Forbo: the green shoots of spring (1)
WITH spring just around the corner, many people are now looking towards the warmer months and spending time in the great outdoors. Of course, when it comes to thinking about nature, the first colour that enters our minds is green; green grass, green trees, green fields.
It’s no surprise, with green being the colour of nature, that it symbolises growth, harmony, freshness, and fertility. Green is associated with great healing power and is said to be the most restful colour for the human eye .
And these are some of the reasons green was chosen as one of the main colours in the new extra-care housing scheme, Erskine Court.
Design consultant Alex Salway, from Daring Design UK, designed the interior of Erskine Court for Southampton City Council; a ‘housing with care’ facility designed for the over-55s and one of the first of its kind in Southern England.
Residents have access to care 24/7 if they need it, while also maintaining their independence and having space in which to socialise and be part of a community.

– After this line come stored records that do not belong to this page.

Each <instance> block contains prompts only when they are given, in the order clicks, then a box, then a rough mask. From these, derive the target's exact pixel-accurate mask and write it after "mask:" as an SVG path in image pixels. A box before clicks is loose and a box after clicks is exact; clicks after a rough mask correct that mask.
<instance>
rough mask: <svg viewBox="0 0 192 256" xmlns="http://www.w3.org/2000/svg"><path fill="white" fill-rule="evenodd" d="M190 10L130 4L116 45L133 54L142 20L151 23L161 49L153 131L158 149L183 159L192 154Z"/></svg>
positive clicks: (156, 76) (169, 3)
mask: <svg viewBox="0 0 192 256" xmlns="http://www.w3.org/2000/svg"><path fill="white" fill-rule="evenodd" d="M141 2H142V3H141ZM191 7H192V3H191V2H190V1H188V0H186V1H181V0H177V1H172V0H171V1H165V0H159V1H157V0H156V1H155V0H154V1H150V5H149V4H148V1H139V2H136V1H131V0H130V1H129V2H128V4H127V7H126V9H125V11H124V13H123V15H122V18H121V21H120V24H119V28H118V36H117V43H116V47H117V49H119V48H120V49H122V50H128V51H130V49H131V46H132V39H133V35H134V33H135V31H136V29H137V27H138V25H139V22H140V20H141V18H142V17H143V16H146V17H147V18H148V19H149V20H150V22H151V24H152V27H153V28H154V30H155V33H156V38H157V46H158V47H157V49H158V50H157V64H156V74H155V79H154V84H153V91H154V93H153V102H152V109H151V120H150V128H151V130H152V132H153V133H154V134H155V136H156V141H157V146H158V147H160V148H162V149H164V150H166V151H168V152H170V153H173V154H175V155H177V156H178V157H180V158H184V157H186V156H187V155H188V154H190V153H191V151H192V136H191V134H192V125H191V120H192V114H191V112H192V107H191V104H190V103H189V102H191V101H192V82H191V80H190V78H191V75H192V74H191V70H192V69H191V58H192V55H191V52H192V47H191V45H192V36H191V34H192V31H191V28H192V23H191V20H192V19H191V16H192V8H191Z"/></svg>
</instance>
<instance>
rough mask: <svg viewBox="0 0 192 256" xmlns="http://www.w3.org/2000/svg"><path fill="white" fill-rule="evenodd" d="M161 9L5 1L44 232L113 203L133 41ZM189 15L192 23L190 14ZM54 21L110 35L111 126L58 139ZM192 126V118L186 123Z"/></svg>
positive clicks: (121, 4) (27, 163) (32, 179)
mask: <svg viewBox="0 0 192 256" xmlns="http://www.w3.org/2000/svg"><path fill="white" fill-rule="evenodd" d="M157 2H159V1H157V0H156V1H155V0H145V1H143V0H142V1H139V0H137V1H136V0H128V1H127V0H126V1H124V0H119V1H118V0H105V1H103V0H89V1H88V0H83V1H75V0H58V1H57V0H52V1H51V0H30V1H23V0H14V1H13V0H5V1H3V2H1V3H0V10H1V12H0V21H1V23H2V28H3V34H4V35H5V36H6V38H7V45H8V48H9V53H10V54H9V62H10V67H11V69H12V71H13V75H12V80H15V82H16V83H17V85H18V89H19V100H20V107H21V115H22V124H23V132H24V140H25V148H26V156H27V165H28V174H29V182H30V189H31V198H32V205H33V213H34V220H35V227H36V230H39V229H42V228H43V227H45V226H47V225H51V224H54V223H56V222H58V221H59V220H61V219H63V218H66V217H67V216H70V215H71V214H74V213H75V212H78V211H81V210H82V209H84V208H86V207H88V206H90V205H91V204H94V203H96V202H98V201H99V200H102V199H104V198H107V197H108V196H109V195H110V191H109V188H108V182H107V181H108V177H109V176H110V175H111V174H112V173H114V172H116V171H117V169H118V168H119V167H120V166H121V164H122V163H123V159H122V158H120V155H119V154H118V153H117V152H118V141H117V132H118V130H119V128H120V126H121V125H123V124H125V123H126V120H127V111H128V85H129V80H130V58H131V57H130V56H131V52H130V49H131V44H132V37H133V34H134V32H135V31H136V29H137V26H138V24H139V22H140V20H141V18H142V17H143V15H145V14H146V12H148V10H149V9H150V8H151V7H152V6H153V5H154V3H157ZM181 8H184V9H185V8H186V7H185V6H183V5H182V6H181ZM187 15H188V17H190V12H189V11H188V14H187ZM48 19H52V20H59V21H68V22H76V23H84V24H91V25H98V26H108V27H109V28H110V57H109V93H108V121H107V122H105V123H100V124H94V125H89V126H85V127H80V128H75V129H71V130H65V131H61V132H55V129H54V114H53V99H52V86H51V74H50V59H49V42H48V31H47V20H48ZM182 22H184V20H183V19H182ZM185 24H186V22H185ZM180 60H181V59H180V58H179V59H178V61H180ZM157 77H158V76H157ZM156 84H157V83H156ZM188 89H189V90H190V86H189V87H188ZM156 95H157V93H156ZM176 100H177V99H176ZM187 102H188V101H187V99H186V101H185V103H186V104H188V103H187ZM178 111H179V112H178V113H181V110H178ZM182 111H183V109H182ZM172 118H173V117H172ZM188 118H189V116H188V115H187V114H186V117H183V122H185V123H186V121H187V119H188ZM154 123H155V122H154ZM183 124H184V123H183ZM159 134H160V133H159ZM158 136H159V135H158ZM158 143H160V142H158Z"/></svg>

Alex said: ‘The theme of the building was to bring the outside in, something Forbo’s product range allowed me to do with their impressive range of colours. Owing to my research into creating a positive environment for the elderly, I opted for Forbo’s Flotex Metro collection for this project as not only was the colour range vast, but it’s also Allergy UK approved, which is suitable for an environment where a healthy indoor environment is of upmost importance for resident’s well-being.’
Spanning three floors, the Flotex Metro was used in various colours to easily distinguish each floor for the residents, and help them identify their own floor and apartment; it was installed in the breakout areas of each floor and in each lift and stair landing area.
With its green tones, the Citrus colourway was used on the ground-floor to represent leafy grass, therefore allowing residents to recognise this as the lowest level in the building.
Then, Tangerine, a shade of orange, was used on the first floor to represent earth; and the blue shade Petrol was used to represent the sky, to help residents recognise that they were on the top floor.